Soliciting material pursuant to Rule 14a-12 under the Exchange Act (17 CFR 240.14a-12)
 
G
 
Pre-commencement communications pursuant to Rule 14d-2(b) under the Exchange Act (17 CFR 240.14d-2(b))
 
G
 
Pre-commencement communications pursuant to Rule 13e-4(c) under the Exchange Act (17 CFR 240.13e-4(c))

 
Item 1.01.
Entry into a Material Definitive Agreement.

On May 25, 2006, the Board of Directors (the “Board”) of Hauppauge Digital, Inc. (the “Company”) adopted, subject to stockholder approval, a third amendment of the Hauppauge Digital, Inc. Employee Stock Purchase Plan (the “Employee Plan Amendment”). On October 17, 2006, at the Company’s 2006 Annual Meeting of Stockholders (the “Meeting”), the Company’s stockholders ratified the adoption of the Employee Plan Amendment. The following summary of the Employee Plan Amendment is qualified in its entirety by the terms of the Employee Plan Amendment, a copy of which is furnished as Exhibit 10.1 hereto.

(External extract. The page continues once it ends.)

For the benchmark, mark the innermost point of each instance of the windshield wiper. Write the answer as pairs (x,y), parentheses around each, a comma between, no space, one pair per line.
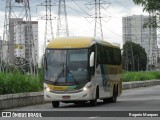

The Employee Plan Amendment increases the number of shares presently authorized under the Company’s Employee Stock Purchase Plan (the “Employee Plan”) from 260,000 shares to 420,000 shares and extends the termination date of the Employee Plan from December 31, 2006 to December 31, 2010. The Employee Plan was filed as an Exhibit to the Company’s Registration Statement on Form S-8 (Registration No. 333-46910) and as an annex to the Company’s Proxy Statement on Schedule 14A dated September 18, 2006.

On September 5, 2006, the Board of the Company adopted, subject to stockholder approval, an amendment of the Hauppauge Digital, Inc. 2003 Performance and Equity Incentive Plan (the “2003 Plan Amendment”). On October 17, 2006, at the Meeting, the Company’s stockholders ratified the adoption of the 2003 Plan Amendment. The following summary of the 2003 Plan Amendment is qualified in its entirety by the terms of the 2003 Plan Amendment, a copy of which is furnished as Exhibit 10.2 hereto.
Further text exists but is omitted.